In connection with the commencement of his employment and in addition to his initial stock option grant, the committee granted Mr. Swan 50,000 shares of restricted stock. The committee granted Mr. Swan this special award to enhance the overall compensation package being offered to him.
As discussed above, as a result of its 2006 review of our compensation strategy and programs, the Compensation Committee decided that, while it expects that the company will continue to use stock options as a significant vehicle for long-term compensation for at least the most highly-compensated half of its employees, it would award, in addition to stock options, performance-based restricted stock units to all employees who are at the level of senior vice president and above starting in 2007. The committees decision was based on a number of factors, including its desire to more strongly link equity awards to key financial performance metrics for executive officers, reduce the dependence of rewards on stock price appreciation while preserving the ability to have larger awards for outstanding company performance, recognize the volatility of eBays stock price, and facilitate actual stock ownership. The committee also considered the impact on dilution and the accounting consequences associated with performance-based restricted stock units in light of the adoption of Financial Accounting Standard Boards Statement of Financial Accounting Standards 123(R). For employees awarded performance-based restricted stock units, which are all employees who are at the level of senior vice president and above, the performance-based restricted stock units are expected to constitute approximately 20% of their long-term incentive value in 2007, with the remaining 80% being stock options. The percentage of the long-term incentive value attributable to performance-based restricted stock units is expected to increase over time. For 2007, employees below the level of senior vice president will generally receive a mix of stock options and time-vested restricted stock units.

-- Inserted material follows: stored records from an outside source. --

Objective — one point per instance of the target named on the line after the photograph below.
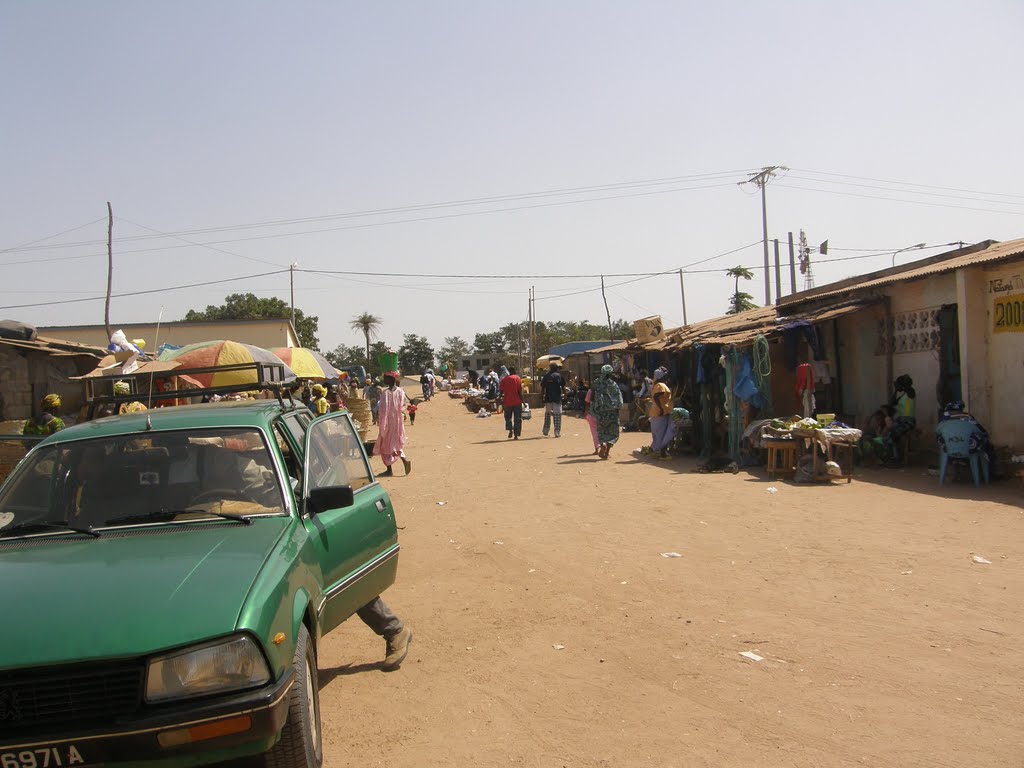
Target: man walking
(662, 428)
(512, 402)
(552, 385)
(391, 437)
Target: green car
(167, 578)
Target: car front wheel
(300, 744)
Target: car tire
(301, 739)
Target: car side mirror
(330, 497)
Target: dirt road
(550, 631)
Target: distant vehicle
(171, 574)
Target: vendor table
(837, 444)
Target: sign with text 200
(1008, 314)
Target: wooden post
(611, 335)
(110, 268)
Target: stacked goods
(361, 415)
(13, 449)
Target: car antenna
(156, 347)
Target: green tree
(369, 325)
(740, 301)
(343, 355)
(250, 306)
(415, 353)
(455, 350)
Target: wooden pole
(793, 267)
(778, 274)
(682, 294)
(110, 268)
(611, 334)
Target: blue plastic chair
(955, 444)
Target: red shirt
(511, 390)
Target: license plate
(43, 757)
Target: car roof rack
(269, 376)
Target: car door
(357, 546)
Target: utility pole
(532, 311)
(291, 278)
(110, 268)
(778, 274)
(611, 335)
(793, 267)
(760, 179)
(682, 294)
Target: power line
(150, 291)
(910, 192)
(26, 246)
(907, 183)
(203, 245)
(900, 200)
(429, 206)
(424, 218)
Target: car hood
(127, 593)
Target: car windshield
(136, 479)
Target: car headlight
(216, 668)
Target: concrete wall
(920, 296)
(995, 373)
(267, 334)
(991, 364)
(863, 371)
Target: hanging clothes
(792, 333)
(805, 388)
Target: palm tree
(740, 301)
(369, 325)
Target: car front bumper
(182, 734)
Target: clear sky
(200, 115)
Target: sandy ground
(550, 631)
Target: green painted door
(357, 546)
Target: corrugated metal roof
(616, 347)
(737, 329)
(914, 270)
(54, 346)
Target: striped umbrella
(307, 364)
(218, 353)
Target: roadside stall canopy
(239, 360)
(306, 364)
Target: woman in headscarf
(588, 414)
(905, 401)
(606, 403)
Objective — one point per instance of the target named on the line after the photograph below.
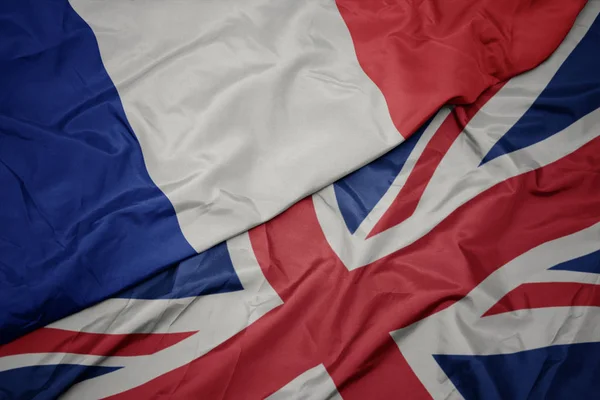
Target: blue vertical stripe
(573, 92)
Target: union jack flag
(462, 264)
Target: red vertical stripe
(423, 54)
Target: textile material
(136, 134)
(461, 264)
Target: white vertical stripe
(241, 107)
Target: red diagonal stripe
(547, 294)
(343, 319)
(50, 340)
(408, 198)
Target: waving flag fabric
(461, 264)
(135, 134)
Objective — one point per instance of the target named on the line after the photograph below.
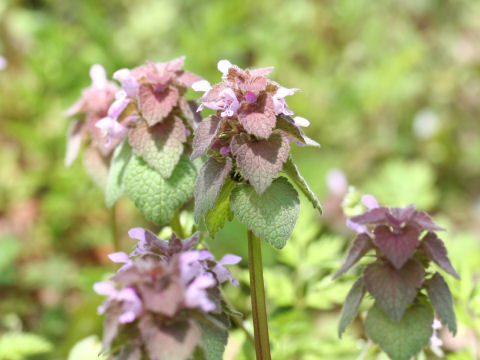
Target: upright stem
(259, 309)
(113, 228)
(176, 225)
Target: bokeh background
(392, 90)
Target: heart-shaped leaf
(393, 289)
(209, 182)
(155, 196)
(399, 246)
(271, 215)
(260, 161)
(160, 145)
(115, 189)
(442, 301)
(350, 307)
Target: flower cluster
(149, 108)
(162, 297)
(252, 128)
(405, 243)
(93, 105)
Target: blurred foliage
(392, 90)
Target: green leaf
(217, 217)
(291, 170)
(87, 349)
(156, 197)
(350, 307)
(160, 145)
(214, 338)
(393, 289)
(96, 166)
(271, 215)
(400, 340)
(114, 189)
(442, 301)
(260, 161)
(209, 183)
(17, 346)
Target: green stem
(259, 309)
(176, 225)
(113, 228)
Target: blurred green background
(392, 90)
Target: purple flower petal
(250, 97)
(230, 259)
(98, 76)
(223, 66)
(118, 105)
(104, 288)
(300, 121)
(119, 257)
(128, 81)
(202, 85)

For 2007, performance-based restricted stock units were awarded with both a one-year performance period and a two-year performance period. After this transition year, all performance-based restricted stock units will have a two-year performance period, which will provide a longer time horizon than the one-year time horizon of our existing eIP incentive plan. The amount of the awards granted for the 2007 and 2007-2008 performance periods will be determined based on company performance under non-GAAP operating margin and revenue growth measures, which, in turn, will be modified by a return on invested capital performance metric, all set by the committee. Non-GAAP operating margin excludes certain items, primarily stock-based compensation expense and related payroll taxes, amortization of acquired intangible assets, and income taxes related to these items. If the performance criteria are satisfied, the performance-based restricted stock units will vest one-half on the first of March following the end of the performance period and one-half one year later.